I have a very narrow definition of what works. Although I can get behind covers that preach to the choir–i.e., make a fat acceptance point to an audience ready to see it–as a novelist I selfishly want a book cover to cause as many people as possible to stop and investigate further even if they have never heard of or aren’t interested in fat acceptance. If I’m not a storyteller first, last and always, then I’m not doing my job as I see it.
So my main goal is how to show that a book has fat-friendly themes without alienating people who are not already sold on fat acceptance. Another goal, a little subtler, is to give the reader an idea what kind of reading experience she or he will have. That’s where the secret part of the language comes in.
My books all have both humor and some darkness. Over the past decade humorous women’s books (aka “chick lit”) have often shown a woman’s legs and feet (sometimes in killer high heels–eek!). A bright or pastel cover with a woman’s feet or legs sends the message that the story will be about a woman, and provide laughs.

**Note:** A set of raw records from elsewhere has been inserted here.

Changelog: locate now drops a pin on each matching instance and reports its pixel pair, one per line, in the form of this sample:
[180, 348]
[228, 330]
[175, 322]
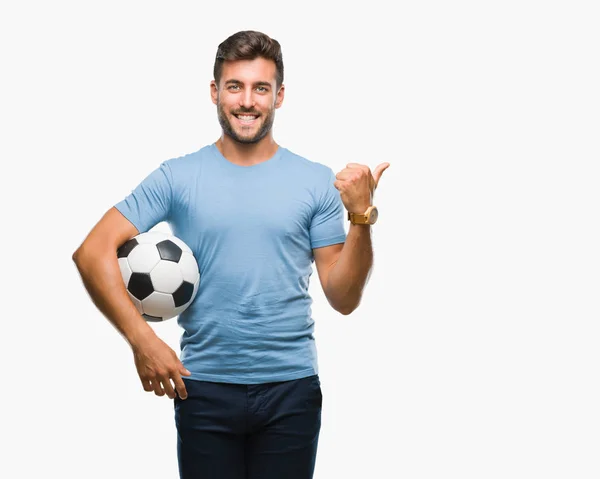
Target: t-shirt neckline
[262, 164]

My theory is that legs and feet are the least likely body parts to cause anxiety and distract a would-be reader into a self-esteem crisis of measuring herself against the image on the cover. That crisis might keep her from picking up the book. (See Goal #1.)
So here I am with a book (The Falstaff Vampire Files) coming out this summer that once again bends genres and doesn’t fit into any reliable category, and I still don’t know what kind of cover to suggest to my publisher. Much as I love paranormal romance, this book isn’t quite that. It’s got some shivery horror in the middle of the vampire stuff and presence as a vampire amps up the humor level. What’s an author to do?
I could go on and on in true obsessive fashion, but I’ll stop. My publisher and I are throwing ideas back and forth. Perhaps inspiration will strike. Perhaps lightning will strike. Perhaps you will solve my problem in the comments section. Perhaps Karmageddon will ensue and the whole thing will be a moot point. I’ll keep you posted.